El taxi llega a tiempo, más o menos. Vamos a pagar y el taxista no lleva datáfono y nosotros no llevamos suficiente dinero. Convenzo al taxista para que nos acompañe dentro a sacar dinero. Mientras yo voy facturando las maletas, mi compañero busca un cajero.

El personal de tierra me dice que no da tiempo a facturar, que vayamos directamente a embarcar o no llegamos. Salgo corriendo con las maletas y las bolsas. En el camino me encuentro a mi compañero y al taxista. Viene con cara preocupada. Las cajeros no funcionan. Una caída del sistema informático bancario a nivel nacional. El taxista más que preocupado, enojado. Un zamarro de casi dos metros. Ahora nos odia él a nosotros.

Le explico a toda prisa que no tenemos tiempo, que no podemos perder el avión. Le pido un número de cuenta donde le haré un ingreso cuando llegue a Berlín. A duras penas le hago a confiar en nosotros. Nos ve la cara de agobio y nos cree. Todo esto se produce mientras vamos corriendo para pasar el control de seguridad.

Pasamos a toda velocidad, puro milagro. Corriendo hacia la puerta de embarque, llegamos por los pelos. Pero en la puerta el imbécil que nos atiende nos dice que una maleta por persona. “Normas de la compañía”, nos dice. La dos bolsas se quedan en tierra. Empiezo a ponerme nervioso. Le digo que nos deje pasar con las bolsas, que no va a pasar nada. Le explico nuestro periplo para llegar y que las bolsas son equipaje de mano. Se niega. El equipaje de mano son las maletas. “Normas de la compañía”, repite como un loro. Queda un minuto y van a cerrar la puerta. ¡Cómo se puede ser tan hijo de puta! Tan hijo de una grandísima puta.

Me niego a dejar los libros. Empiezo a sacarlos y a ponérmelos encima como puedo. Por dentro de la camisa. En la cintura del pantalón. La situación es absolutamente ridícula. El azafato nos mira sin inmutarse. Parecemos gilipollas. Con traje y corbata, y llenos de libros. Por todas partes. Al menos diez libros cada uno. Once quizás. De los grandes. Además meto las bolsas grandes dentro de mi maleta. Casi no podemos andar.

Por el pasillo hacia el avión le oigo decir por el telefonillo: “¡Todo listo!”. Aceleramos el paso. Me voy a cagar en la madre que lo parió. Llegamos con la puerta casi cerrándose. La azafata no da crédito a lo que ve. Nos deja pasar con la cara desencajada, parece sospechar que es una bomba. De hecho nos pregunta si llevamos una bomba. La miro con absoluta incredulidad. “¡¡¡Pero menuda puta mierda de seguridad hay en los aviones!!!”, grita mi cerebro. Respiro, sonrío como puedo, le digo que no, que son libros. No hace más preguntas. Hace dos clics con el “cuentapasajeros”.

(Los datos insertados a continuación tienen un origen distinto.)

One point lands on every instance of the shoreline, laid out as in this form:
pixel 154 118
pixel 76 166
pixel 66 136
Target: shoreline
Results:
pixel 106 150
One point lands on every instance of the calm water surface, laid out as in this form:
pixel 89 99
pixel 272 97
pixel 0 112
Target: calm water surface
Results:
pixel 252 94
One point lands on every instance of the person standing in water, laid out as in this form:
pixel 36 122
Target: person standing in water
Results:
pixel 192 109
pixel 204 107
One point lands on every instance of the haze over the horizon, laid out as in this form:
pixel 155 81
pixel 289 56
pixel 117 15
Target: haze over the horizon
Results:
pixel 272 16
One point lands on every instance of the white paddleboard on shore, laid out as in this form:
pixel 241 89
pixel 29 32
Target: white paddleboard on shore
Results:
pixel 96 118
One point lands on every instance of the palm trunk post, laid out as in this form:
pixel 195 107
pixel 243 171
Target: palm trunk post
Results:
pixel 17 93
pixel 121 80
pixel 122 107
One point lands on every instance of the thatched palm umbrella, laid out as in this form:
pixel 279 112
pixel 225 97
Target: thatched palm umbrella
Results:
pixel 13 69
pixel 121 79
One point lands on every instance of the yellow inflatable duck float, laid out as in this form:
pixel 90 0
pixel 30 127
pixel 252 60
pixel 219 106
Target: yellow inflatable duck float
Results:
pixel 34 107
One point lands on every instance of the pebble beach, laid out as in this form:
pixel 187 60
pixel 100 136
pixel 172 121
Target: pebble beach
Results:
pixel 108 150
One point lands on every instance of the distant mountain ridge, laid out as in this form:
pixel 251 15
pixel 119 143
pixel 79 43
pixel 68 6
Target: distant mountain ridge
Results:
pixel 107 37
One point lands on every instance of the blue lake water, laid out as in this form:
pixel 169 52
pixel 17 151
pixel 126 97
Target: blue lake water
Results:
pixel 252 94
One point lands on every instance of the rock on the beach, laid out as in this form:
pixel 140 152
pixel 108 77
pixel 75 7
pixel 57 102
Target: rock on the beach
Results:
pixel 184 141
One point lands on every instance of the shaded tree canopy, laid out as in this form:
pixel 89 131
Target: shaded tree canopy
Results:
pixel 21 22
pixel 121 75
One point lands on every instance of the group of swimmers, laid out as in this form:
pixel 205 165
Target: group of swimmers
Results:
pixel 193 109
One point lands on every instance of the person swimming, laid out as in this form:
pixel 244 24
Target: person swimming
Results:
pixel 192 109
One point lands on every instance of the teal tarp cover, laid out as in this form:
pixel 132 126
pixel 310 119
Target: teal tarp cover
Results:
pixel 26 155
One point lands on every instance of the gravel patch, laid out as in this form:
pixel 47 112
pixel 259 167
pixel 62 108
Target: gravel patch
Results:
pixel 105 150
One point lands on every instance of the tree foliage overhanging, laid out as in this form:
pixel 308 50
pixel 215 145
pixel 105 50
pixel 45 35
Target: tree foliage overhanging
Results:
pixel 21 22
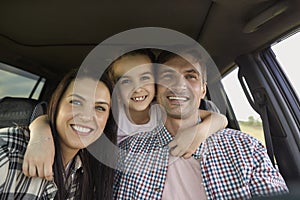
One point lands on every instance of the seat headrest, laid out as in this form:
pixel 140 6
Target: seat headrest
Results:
pixel 19 111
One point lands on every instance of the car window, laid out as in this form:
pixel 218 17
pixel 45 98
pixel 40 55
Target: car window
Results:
pixel 249 120
pixel 18 83
pixel 287 54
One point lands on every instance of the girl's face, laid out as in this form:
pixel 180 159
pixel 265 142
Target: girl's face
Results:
pixel 82 113
pixel 135 85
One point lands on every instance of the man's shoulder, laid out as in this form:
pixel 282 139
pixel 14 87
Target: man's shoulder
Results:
pixel 233 135
pixel 144 138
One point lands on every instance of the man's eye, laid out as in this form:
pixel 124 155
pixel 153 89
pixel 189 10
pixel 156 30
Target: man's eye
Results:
pixel 167 76
pixel 100 108
pixel 125 81
pixel 191 76
pixel 75 102
pixel 145 78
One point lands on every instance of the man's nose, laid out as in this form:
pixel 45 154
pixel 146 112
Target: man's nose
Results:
pixel 179 82
pixel 137 86
pixel 86 114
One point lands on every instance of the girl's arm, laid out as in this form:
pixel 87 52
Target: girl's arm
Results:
pixel 39 155
pixel 188 140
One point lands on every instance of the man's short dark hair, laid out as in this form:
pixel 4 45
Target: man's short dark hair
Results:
pixel 165 56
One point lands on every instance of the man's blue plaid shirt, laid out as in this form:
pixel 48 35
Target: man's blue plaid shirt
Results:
pixel 234 166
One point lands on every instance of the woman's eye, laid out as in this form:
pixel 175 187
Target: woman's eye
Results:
pixel 100 108
pixel 125 81
pixel 191 76
pixel 144 78
pixel 167 76
pixel 75 102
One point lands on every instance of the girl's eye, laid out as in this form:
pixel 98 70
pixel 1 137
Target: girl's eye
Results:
pixel 100 108
pixel 191 76
pixel 144 78
pixel 167 76
pixel 125 81
pixel 75 102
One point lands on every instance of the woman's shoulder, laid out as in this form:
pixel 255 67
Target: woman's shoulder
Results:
pixel 14 138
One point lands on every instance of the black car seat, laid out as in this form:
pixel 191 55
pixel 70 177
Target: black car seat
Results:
pixel 19 111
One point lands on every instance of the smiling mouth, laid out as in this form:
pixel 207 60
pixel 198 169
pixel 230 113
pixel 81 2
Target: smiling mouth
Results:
pixel 138 99
pixel 81 130
pixel 178 98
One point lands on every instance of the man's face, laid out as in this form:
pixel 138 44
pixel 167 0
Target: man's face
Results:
pixel 180 87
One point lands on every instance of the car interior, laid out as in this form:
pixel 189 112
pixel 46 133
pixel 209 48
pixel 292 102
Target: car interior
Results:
pixel 45 39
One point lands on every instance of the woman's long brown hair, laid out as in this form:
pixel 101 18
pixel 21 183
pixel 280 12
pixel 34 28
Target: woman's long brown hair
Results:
pixel 96 179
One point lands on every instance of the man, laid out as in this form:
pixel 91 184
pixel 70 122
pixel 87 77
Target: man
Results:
pixel 228 165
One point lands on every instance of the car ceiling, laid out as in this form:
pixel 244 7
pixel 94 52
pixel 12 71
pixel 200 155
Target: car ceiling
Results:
pixel 49 37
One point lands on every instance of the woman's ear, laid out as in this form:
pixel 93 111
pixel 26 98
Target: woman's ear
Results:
pixel 204 86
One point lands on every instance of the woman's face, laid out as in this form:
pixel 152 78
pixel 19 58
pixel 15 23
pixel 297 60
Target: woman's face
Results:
pixel 135 84
pixel 82 113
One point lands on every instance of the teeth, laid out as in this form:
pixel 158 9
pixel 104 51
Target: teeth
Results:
pixel 178 98
pixel 139 98
pixel 81 129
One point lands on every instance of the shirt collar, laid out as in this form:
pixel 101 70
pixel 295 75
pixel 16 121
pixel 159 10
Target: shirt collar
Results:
pixel 164 136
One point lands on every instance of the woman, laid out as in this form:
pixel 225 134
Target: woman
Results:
pixel 77 116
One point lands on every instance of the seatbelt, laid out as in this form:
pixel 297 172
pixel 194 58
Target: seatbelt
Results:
pixel 261 105
pixel 267 133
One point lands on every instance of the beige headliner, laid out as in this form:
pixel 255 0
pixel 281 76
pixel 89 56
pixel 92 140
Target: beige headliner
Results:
pixel 48 38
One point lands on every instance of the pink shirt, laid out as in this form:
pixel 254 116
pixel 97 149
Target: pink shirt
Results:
pixel 184 180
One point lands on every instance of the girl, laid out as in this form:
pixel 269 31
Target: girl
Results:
pixel 77 118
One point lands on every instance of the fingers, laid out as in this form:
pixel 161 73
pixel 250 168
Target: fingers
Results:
pixel 48 174
pixel 187 155
pixel 25 168
pixel 32 171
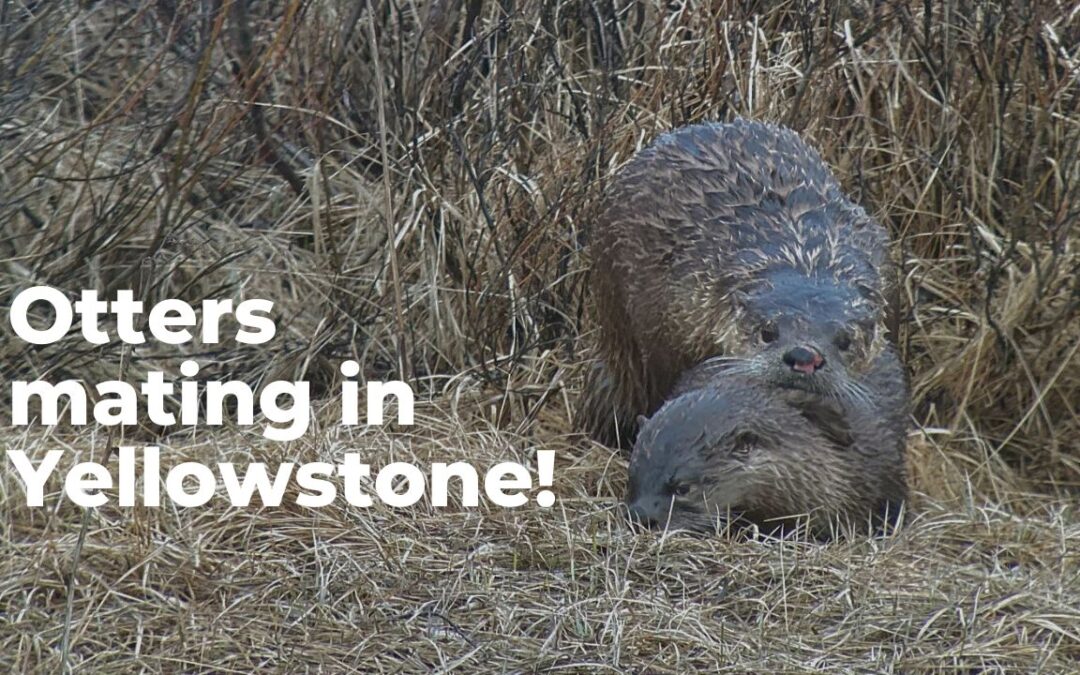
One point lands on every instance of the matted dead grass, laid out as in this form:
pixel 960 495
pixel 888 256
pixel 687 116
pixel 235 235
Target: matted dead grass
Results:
pixel 412 184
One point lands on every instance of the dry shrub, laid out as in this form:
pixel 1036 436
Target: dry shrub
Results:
pixel 420 202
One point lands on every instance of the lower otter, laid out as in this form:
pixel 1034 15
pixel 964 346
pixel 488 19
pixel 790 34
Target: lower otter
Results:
pixel 769 457
pixel 733 243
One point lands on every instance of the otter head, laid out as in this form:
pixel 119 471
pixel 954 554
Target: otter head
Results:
pixel 810 333
pixel 731 449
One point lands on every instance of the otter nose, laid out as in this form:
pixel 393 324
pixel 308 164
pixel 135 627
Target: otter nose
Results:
pixel 805 360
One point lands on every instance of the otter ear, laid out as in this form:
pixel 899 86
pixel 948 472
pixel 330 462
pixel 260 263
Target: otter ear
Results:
pixel 828 418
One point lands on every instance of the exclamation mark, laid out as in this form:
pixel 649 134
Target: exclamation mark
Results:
pixel 545 467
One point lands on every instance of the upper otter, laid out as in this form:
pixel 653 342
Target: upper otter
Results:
pixel 767 456
pixel 732 241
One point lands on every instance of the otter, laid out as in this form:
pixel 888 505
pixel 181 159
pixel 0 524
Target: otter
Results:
pixel 732 245
pixel 727 447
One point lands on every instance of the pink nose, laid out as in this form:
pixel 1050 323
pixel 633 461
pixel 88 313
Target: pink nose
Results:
pixel 805 360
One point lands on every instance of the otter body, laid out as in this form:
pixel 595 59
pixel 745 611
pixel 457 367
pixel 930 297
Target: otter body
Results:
pixel 734 449
pixel 733 245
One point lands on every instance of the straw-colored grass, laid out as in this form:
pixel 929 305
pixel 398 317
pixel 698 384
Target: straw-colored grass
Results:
pixel 419 203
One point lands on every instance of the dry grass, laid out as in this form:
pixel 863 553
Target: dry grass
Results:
pixel 201 149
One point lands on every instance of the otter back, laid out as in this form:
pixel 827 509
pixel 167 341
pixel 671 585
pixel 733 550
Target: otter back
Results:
pixel 731 240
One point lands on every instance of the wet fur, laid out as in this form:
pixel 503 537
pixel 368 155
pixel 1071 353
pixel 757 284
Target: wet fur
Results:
pixel 707 234
pixel 810 457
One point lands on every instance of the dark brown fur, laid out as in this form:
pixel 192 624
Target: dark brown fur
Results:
pixel 768 457
pixel 732 244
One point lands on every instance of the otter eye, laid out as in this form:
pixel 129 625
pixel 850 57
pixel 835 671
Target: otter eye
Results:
pixel 744 443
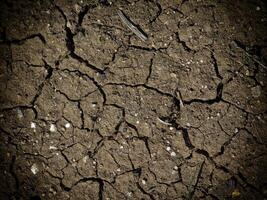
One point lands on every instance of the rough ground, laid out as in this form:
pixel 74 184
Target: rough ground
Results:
pixel 90 111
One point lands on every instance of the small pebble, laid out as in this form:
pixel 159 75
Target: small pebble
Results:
pixel 34 169
pixel 52 128
pixel 67 125
pixel 33 125
pixel 52 147
pixel 173 154
pixel 20 114
pixel 143 182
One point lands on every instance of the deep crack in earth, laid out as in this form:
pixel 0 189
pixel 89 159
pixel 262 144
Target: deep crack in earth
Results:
pixel 88 110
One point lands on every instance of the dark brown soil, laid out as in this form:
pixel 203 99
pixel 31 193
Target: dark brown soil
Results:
pixel 90 111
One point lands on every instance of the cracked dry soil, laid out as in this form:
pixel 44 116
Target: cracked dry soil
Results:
pixel 90 111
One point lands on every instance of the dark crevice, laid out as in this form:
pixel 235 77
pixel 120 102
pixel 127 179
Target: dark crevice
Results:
pixel 14 175
pixel 150 70
pixel 217 99
pixel 158 12
pixel 183 43
pixel 22 41
pixel 186 138
pixel 215 64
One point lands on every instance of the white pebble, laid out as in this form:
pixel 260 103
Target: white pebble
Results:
pixel 20 114
pixel 173 154
pixel 34 169
pixel 53 128
pixel 52 148
pixel 143 182
pixel 33 125
pixel 67 125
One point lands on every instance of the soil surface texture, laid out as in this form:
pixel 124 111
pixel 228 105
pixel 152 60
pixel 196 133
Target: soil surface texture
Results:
pixel 89 110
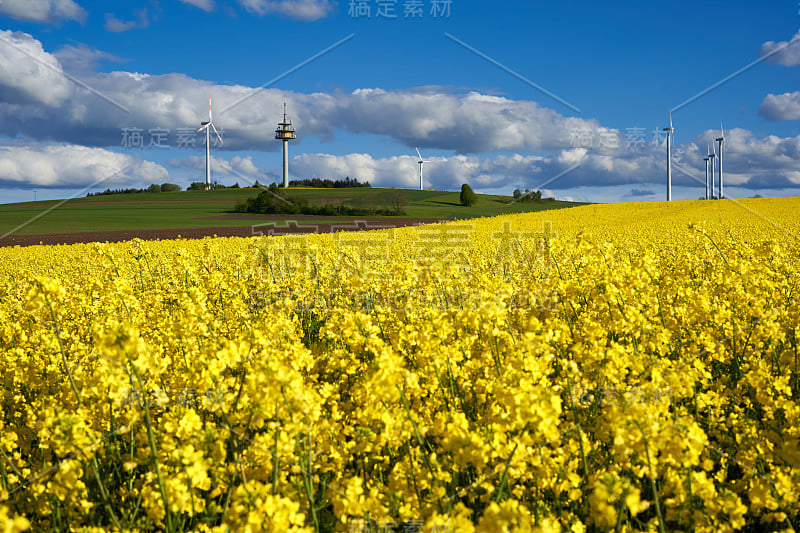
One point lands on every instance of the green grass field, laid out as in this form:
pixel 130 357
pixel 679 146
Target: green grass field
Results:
pixel 198 209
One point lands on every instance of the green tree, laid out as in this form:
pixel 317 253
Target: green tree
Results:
pixel 468 196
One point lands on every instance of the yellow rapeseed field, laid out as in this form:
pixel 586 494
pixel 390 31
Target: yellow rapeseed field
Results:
pixel 627 367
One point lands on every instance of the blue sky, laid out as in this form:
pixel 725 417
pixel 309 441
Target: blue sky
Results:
pixel 614 71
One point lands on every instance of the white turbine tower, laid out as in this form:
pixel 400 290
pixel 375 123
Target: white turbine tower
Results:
pixel 670 132
pixel 712 156
pixel 420 163
pixel 205 126
pixel 721 142
pixel 707 158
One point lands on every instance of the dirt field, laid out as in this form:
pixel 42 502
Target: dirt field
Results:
pixel 292 227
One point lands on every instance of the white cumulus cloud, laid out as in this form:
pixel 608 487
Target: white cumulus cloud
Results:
pixel 205 5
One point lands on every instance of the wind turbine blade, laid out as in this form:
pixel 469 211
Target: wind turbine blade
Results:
pixel 215 131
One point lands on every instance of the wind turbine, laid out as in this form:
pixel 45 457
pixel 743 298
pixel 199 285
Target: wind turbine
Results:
pixel 670 132
pixel 720 141
pixel 420 163
pixel 707 158
pixel 205 126
pixel 711 157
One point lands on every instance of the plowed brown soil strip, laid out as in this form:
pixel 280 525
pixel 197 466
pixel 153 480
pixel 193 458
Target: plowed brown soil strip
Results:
pixel 299 227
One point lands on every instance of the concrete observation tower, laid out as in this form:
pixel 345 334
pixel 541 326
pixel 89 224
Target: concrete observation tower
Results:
pixel 285 133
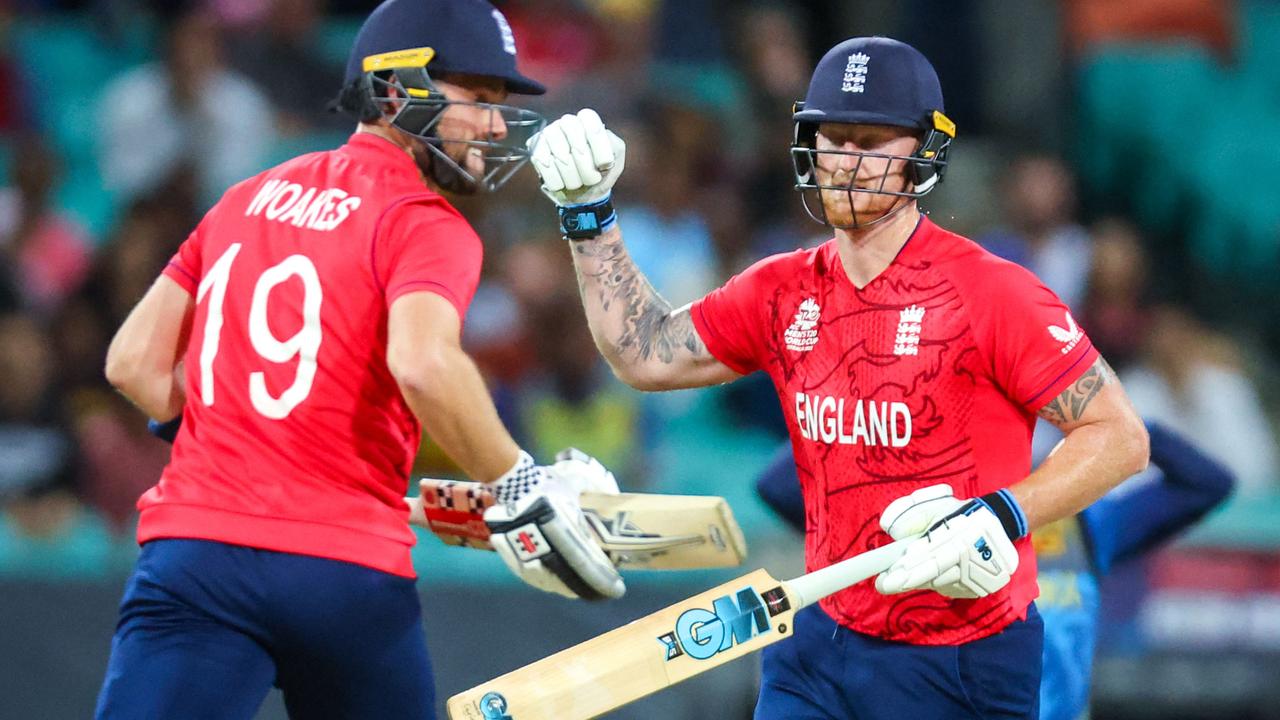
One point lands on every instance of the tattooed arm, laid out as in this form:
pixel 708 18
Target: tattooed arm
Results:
pixel 1105 443
pixel 648 343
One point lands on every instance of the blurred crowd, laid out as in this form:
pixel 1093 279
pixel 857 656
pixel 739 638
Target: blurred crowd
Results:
pixel 225 87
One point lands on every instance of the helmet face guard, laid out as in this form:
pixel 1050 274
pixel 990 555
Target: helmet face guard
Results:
pixel 923 169
pixel 400 86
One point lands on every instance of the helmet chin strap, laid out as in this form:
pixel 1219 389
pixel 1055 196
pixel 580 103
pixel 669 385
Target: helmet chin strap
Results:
pixel 448 174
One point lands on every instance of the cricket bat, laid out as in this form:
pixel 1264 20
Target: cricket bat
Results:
pixel 638 531
pixel 661 650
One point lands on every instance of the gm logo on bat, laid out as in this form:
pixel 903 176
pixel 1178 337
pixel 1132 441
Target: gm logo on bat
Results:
pixel 494 707
pixel 734 619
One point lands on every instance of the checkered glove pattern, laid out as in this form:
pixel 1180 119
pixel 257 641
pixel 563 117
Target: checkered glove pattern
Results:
pixel 524 478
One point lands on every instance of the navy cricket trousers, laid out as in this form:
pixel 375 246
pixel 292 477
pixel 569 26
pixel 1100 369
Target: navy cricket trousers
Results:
pixel 206 628
pixel 827 671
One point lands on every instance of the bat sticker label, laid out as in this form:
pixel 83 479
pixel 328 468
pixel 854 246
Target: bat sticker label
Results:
pixel 493 706
pixel 702 633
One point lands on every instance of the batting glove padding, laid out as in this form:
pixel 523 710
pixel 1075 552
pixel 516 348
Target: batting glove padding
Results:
pixel 967 555
pixel 539 531
pixel 577 159
pixel 914 514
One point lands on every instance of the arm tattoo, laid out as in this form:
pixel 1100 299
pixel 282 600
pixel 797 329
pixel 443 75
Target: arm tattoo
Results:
pixel 1069 406
pixel 609 279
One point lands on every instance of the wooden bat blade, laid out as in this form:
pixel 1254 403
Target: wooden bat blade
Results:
pixel 663 648
pixel 666 532
pixel 639 531
pixel 636 659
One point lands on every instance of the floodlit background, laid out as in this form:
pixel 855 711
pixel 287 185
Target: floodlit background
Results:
pixel 1125 151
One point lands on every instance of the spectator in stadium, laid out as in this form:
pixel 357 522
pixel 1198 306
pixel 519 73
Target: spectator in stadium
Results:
pixel 1180 487
pixel 279 55
pixel 48 251
pixel 1192 379
pixel 1043 235
pixel 37 454
pixel 574 400
pixel 187 113
pixel 1116 308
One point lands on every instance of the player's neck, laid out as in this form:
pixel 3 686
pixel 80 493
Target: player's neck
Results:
pixel 397 139
pixel 865 253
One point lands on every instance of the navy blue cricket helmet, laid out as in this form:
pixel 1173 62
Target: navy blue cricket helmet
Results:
pixel 873 81
pixel 405 44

Atravesamos el pasillo hacia nuestros asientos. El pasaje nos mira. Vergüenza. El avión empieza a moverse. Saco las bolsas de las maletas y metemos dentro los libros. Mientras me siento, y respiro como puedo con un cabreo monumental, pienso en Albert Einstein cuando dijo: “Hay dos cosas infinitas: el Universo y la estupidez humana. Y del Universo no estoy seguro”.